This high degree of similarity between homeologues created a high risk of assembling chimeric sequences, where one part of the sequence derives from one copy while another part derives from the other copy. Furthermore we wished to avoid assigning contigs for different homeologous copies to the wrong copy. For this reason we only evaluated contigs that were assembled to be longer than 55% of the reference gene to which they were annotated. This minimal length ensured a minimum of 5% overlap between Pachycladon homeologues. If this overlap was at least 200 bps it could reliably be used to distinguish copies.

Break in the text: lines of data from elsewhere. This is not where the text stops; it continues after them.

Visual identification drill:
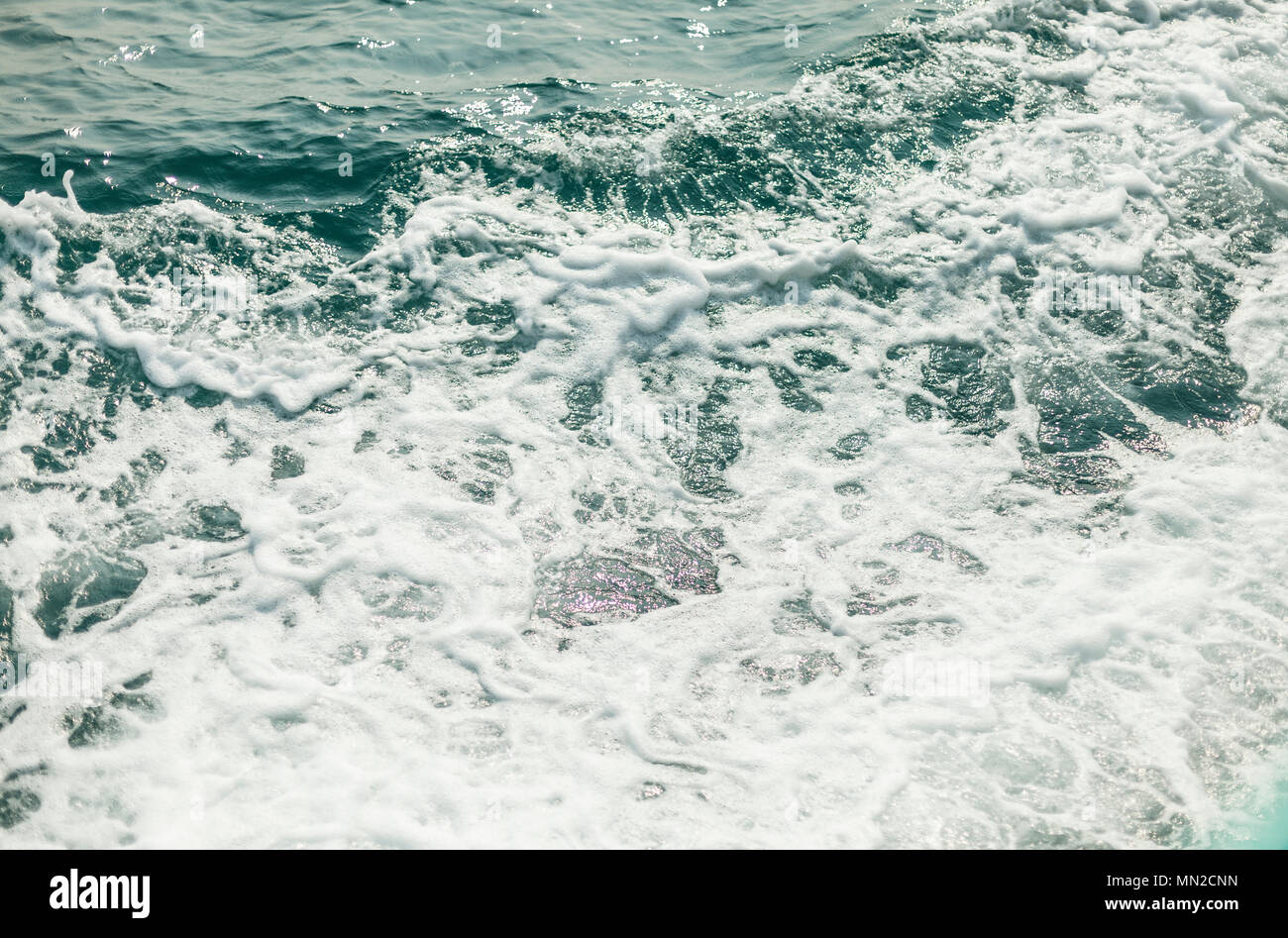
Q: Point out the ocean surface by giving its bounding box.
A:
[0,0,1288,848]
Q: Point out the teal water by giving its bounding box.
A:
[0,0,1288,848]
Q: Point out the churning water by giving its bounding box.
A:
[0,0,1288,847]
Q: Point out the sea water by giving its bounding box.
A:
[0,0,1288,848]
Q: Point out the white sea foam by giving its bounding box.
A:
[0,0,1288,847]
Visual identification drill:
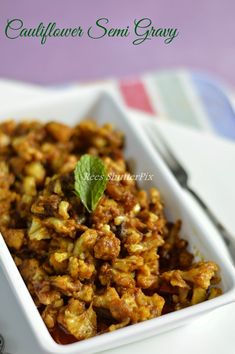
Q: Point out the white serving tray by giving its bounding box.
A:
[0,91,235,354]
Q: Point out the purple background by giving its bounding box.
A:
[0,0,235,86]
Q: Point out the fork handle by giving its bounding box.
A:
[186,186,233,246]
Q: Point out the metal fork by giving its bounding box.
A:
[145,124,234,259]
[0,333,9,354]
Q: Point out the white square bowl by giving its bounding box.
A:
[0,89,235,354]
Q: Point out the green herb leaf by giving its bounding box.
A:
[74,154,108,213]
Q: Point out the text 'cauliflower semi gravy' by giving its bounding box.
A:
[0,120,221,344]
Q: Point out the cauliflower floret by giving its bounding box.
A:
[94,231,121,260]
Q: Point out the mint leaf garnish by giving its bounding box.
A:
[74,154,108,213]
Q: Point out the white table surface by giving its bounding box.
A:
[0,82,235,354]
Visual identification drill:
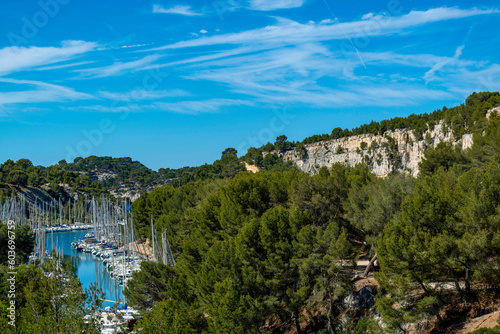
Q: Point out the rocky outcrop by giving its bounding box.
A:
[280,123,473,177]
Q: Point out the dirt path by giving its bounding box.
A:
[456,310,500,334]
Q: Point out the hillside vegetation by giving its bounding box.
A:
[126,94,500,333]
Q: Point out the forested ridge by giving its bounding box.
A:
[0,93,500,334]
[126,94,500,333]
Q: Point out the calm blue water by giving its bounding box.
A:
[46,230,123,307]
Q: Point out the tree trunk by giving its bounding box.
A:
[363,254,377,277]
[295,311,302,334]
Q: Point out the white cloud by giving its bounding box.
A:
[0,78,94,106]
[155,99,253,114]
[34,61,95,71]
[152,7,500,50]
[250,0,305,11]
[153,5,203,16]
[77,54,161,78]
[99,89,189,101]
[0,41,97,75]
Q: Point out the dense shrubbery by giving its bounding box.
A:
[127,95,500,333]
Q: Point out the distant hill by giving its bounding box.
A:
[244,92,500,176]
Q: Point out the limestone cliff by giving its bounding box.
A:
[274,123,472,177]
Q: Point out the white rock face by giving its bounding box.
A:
[275,122,473,177]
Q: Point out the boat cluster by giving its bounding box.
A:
[84,303,141,334]
[71,233,143,285]
[32,224,93,232]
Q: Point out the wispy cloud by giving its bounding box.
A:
[72,99,254,115]
[155,99,253,114]
[0,78,94,106]
[153,5,203,16]
[0,41,98,75]
[142,7,499,107]
[34,61,95,71]
[250,0,305,11]
[147,7,500,50]
[77,54,161,78]
[99,89,189,101]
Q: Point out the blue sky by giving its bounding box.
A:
[0,0,500,169]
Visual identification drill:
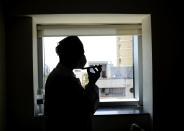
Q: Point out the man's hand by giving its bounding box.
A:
[87,65,102,84]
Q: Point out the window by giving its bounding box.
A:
[34,16,150,115]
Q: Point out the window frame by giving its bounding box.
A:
[33,14,152,116]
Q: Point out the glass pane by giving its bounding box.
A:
[43,35,134,102]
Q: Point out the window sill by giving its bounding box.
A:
[94,106,146,116]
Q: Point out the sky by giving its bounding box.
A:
[43,36,117,70]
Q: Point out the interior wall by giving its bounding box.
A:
[5,17,34,131]
[0,5,5,131]
[4,0,183,131]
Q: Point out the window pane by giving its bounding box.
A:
[43,35,134,102]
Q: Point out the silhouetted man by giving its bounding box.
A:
[44,36,102,131]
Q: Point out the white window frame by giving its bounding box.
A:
[32,14,153,114]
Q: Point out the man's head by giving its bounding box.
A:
[56,36,86,69]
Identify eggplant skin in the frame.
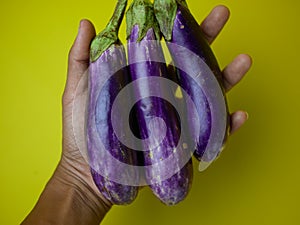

Interestingly, only 35% (5,684) of the genes that were unambiguously identified were present in both libraries. Among these, both copies were present for 547 genes, while for 4,590 genes only one copy was identified in both species. For 65% (7,600 and 3,206) of the assembled sequences no counterpart was found in the respective other library although for a surprisingly high number of genes (1,122) the respective second copy was found in either one of the two libraries. This relatively small percentage of overlap between the assembled libraries and greater number of sequences in the P. fastigiatum transcriptome might have resulted for different reasons. First the number of reads obtained from the P. fastigiatum transcriptome was almost three times as high as the number of reads from the P. cheesemanii transcriptome, making it more likely that more genes with a very low expression level would be assembled for P. fastigiatum. The availability of the paired-end data for P. fastigiatum also helped to assemble genes where the length of an identical region exceeded 63 bp. This was the case even though these data had low quality than the single-end data and therefore were significantly shortened during the trimming process. Sequences only found in the P. cheesemanii dataset (3,206) on the other hand has different reasons. Lower expression levels or the lack of expression in P. fastigiatum lead to several small contigs as the coverage in some regions is not high enough to combine them. The use of the respective other homeologous copy in the other species is another reason, while for some genes higher expression levels in P. fastigiatum result in fragmented assemblies because of the introduction of sequencing errors. Mappings of the P. cheesemanii reads against the P. cheesemanii contigs did not reveal any substantial SNPs that might stem from the three different biological replicates used. Nonetheless it is still possible that for some genes in P. cheesemanii and P. fastigiatum alike the assembly would also be complicated because of SNPs between the different accessions.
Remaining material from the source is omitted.